What is the Sampling Period Range for Recoverable Signals?

[satchmo05]

Homework Statement

The signal y(t) is generated by convolving a band limited signal x₁(t) with another band limited signal x₂(t) that is y(t)=x₁(t)*x₂(t) where:

--> X₁(jω)=0 for|ω| > 1000Π
--> X₂(jω)=0 for|ω| >2000Π

Impulse train sampling is performed on y(t) to obtain:
--> y_p(t)= [summation from n = (−∞,∞)] y(nT)δ(t− nT)

Specify the range of values for sampling period T which ensures that y(t) is recoverable from y_p(t).

Homework Equations

All of the equations that I would are most likely showing.

The Attempt at a Solution

My thoughts were to plug in (nT) for every t in both x₁(t) and x₂(t) and then take the Fourier transform of that, cut of the edges where the transforms are equal to zero and then that is where I go blank...
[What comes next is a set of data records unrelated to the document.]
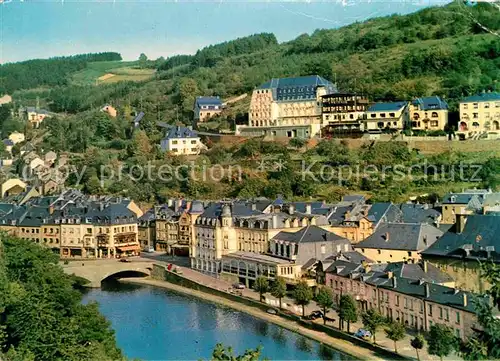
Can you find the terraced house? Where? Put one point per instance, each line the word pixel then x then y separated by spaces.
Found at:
pixel 479 114
pixel 287 107
pixel 417 295
pixel 428 113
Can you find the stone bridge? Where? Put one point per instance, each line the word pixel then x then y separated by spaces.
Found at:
pixel 97 271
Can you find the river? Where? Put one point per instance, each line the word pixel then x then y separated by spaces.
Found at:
pixel 156 324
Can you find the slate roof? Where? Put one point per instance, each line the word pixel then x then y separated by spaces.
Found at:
pixel 208 101
pixel 430 103
pixel 297 88
pixel 418 213
pixel 401 236
pixel 482 97
pixel 381 107
pixel 464 197
pixel 308 234
pixel 478 240
pixel 180 132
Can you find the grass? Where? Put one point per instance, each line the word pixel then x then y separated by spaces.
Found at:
pixel 122 71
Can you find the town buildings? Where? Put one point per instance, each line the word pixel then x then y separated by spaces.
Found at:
pixel 287 107
pixel 479 114
pixel 206 108
pixel 417 295
pixel 460 251
pixel 387 116
pixel 182 141
pixel 428 113
pixel 344 112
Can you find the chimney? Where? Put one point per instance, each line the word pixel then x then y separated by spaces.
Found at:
pixel 308 209
pixel 460 220
pixel 275 221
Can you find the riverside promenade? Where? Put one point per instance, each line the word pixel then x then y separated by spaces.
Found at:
pixel 358 352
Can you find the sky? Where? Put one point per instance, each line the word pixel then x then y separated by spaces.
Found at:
pixel 44 28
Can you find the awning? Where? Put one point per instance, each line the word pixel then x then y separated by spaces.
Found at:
pixel 128 248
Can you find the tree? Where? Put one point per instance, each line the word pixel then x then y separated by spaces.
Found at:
pixel 324 299
pixel 302 295
pixel 222 353
pixel 372 321
pixel 483 345
pixel 278 289
pixel 395 331
pixel 261 285
pixel 418 343
pixel 348 310
pixel 441 340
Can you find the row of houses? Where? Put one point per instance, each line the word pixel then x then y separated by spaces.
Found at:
pixel 311 106
pixel 74 225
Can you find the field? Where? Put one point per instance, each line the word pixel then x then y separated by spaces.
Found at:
pixel 111 72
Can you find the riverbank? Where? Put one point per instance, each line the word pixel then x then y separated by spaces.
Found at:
pixel 343 346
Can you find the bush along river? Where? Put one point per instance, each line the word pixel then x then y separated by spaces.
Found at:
pixel 156 324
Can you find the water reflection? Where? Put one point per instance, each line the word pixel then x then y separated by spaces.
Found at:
pixel 155 324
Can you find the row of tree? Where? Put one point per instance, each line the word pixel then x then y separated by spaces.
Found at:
pixel 441 339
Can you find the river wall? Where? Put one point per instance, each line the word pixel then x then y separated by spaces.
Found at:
pixel 161 273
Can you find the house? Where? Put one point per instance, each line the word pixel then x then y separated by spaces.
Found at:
pixel 34 115
pixel 466 202
pixel 110 110
pixel 396 242
pixel 5 99
pixel 12 186
pixel 8 145
pixel 182 141
pixel 479 113
pixel 415 295
pixel 50 157
pixel 387 116
pixel 16 137
pixel 460 251
pixel 344 112
pixel 287 107
pixel 428 113
pixel 206 108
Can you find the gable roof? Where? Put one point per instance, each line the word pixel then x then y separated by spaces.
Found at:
pixel 430 103
pixel 180 132
pixel 482 97
pixel 308 234
pixel 381 107
pixel 208 101
pixel 401 236
pixel 478 240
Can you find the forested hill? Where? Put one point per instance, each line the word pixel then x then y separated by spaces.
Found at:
pixel 46 72
pixel 450 51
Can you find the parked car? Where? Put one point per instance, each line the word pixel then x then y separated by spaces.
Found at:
pixel 315 315
pixel 363 334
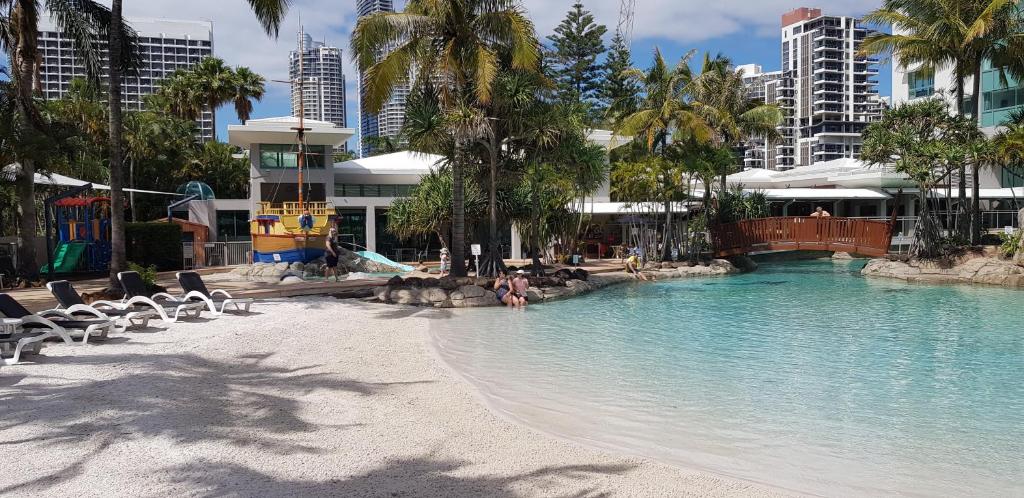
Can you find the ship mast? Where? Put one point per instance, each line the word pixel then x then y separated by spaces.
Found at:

I imagine that is the right implementation to start the problem with, but please correct me if I am wrong. Thank you in advance to all who may be able to help - it is much appreciated!

 

[vela]

Hint: convolution theorem.

 

[satchmo05]

I can see where convolution comes into play, but how can I implement the CTF transforms that are given?

 

[vela]

What sets the lower limit on the sampling rate if you want to be able to recover the original signal?

 

[satchmo05]

The Nyquist rate, to sample at the perfect rate (without aliasing/oversampling to occur) - it would be = 2fmax

 

[satchmo05]

I am pretty confused at what you're trying to hint at here. I appreciate the help, but my mind is still blank.

 

[vela]

It's kind of hard to say anything without giving away the answer. Think about Y(jω). Where is it zero? Can you deduce f_max from that information?